CEO of WordPress Blog Tool on the Future of Blogging in Big Business

Developer guru gives his take on why the success of blogs hasn't permeated the enterprise space just yet.

By
Tue, November 27, 2007

CIO — Even if you have never heard of Toni Schneider, odds are he's helped to enrich the way you use a Yahoo e-mail account or read your favorite blog. As CEO of a startup called Oddpost from 2002 to 2004, he worked on developing Ajax Web applications that would eventually be used on the popular Yahoo Web mail service. When Oddpost was absorbed by Yahoo, he became VP of the Internet company's developer network and helped open up the Yahoo platform for developers to create new Web applications. Now, all e-mailed out, he's turned his attention to blogs. Since 2006, he's held the CEO post at Automattic, a startup established by the core group of developers who worked on the open-source blogging software WordPress.org. CIO checked in with Schneider to see just what his company has been up to and when we can expect to start seeing more blogs in the enterprise.

CIO: What led you to start Automattic a couple years ago? What's your relationship to the open-source Wordpress blogging software?

Toni Schneider: We started Automattic to form a commercial arm to the WordPress open source project, which has been around about four years. It really started to get traction a couple years ago when it became clear there were a lot of people who wanted to use it more commercially. Rather than just have the downloaded version of WordPress, which is open source, we also wanted to offer a hosted version. To do that, we needed a company. Now we can offer WordPress as a hosted service both for free to consumers and as a paid hosted service to businesses.

CIO: Do you see the potential for blog tools like yours to catch on in the enterprise.

Schneider: Yes, but enterprise adoption has been much slower to take off than consumer blogging. Right now Automattic mostly focuses on the consumer side and media companies for publicly facing blogs. We host blogs for CNN and FoxNews, as an example. However, we do hear that companies desire to have the simplicity of the blogging we see on the consumer side within the enterprise. My guess is people will use blogging more and more for things like project management and as an internal productivity tool.

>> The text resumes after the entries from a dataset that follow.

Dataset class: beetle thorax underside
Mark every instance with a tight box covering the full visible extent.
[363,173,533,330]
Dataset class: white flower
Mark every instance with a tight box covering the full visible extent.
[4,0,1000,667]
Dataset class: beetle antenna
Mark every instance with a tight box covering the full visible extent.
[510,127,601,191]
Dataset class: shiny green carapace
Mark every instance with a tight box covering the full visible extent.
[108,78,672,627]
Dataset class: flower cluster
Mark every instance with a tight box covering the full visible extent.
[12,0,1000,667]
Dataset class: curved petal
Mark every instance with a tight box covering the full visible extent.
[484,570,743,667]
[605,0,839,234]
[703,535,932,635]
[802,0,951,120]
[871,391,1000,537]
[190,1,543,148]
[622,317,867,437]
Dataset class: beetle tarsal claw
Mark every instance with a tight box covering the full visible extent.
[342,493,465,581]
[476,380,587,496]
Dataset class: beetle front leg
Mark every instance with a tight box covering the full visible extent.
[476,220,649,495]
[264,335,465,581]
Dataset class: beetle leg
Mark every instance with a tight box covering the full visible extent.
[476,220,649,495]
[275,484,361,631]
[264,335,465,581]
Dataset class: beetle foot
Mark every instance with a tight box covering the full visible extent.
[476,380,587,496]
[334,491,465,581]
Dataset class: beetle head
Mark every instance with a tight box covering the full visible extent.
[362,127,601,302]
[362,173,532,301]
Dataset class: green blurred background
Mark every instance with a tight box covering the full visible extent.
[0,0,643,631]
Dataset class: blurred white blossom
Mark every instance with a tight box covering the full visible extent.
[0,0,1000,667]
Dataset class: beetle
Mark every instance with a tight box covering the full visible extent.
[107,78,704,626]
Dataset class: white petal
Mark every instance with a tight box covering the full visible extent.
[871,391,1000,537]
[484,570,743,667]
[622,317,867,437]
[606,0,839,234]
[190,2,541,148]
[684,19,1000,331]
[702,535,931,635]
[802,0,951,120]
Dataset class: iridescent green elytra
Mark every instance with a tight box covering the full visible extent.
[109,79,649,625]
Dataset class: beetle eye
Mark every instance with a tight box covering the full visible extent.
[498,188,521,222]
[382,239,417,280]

CIO: So, in other words, it could be a nice alternative to some of those complex enterprise tools that only a couple of people know how to use at each organization?

Schneider: There are lots of great enterprise tools out there, but they're pretty complex and require your employees to learn a lot to use them. In that case, the temptation to fall back on e-mail is pretty great. Since WordPress is open source, there's a rapid pace of ongoing improvements. For example, thousands of themes and plugins have been developed by the open source community that can be used by anyone to add features to WordPress. Let's say you want to allow your employees to use their Blackberrys or iPhones to interact with their blogs—that's already been built as a WordPress plugin." If you had a more monolithic tool that's not as open, you'd probably have to wait for the next software release and then spend a lot of money for that feature.

CIO: What will be the biggest challenge for companies looking to bring in blogs?

Schneider: I think the challenge is around the technology itself—that's why it's taken more time for blogging to hit the enterprise, because on the consumer side you don't care as much about what's under the hood. Typically, the more established businesses have been using things like Java and Oracle. Most blogging platforms operate on different technology such as an open source stack. Companies need to decide if they'd build expertise in PHP in addition to Java if they're really serious about this. That can take some time in a big enterprise.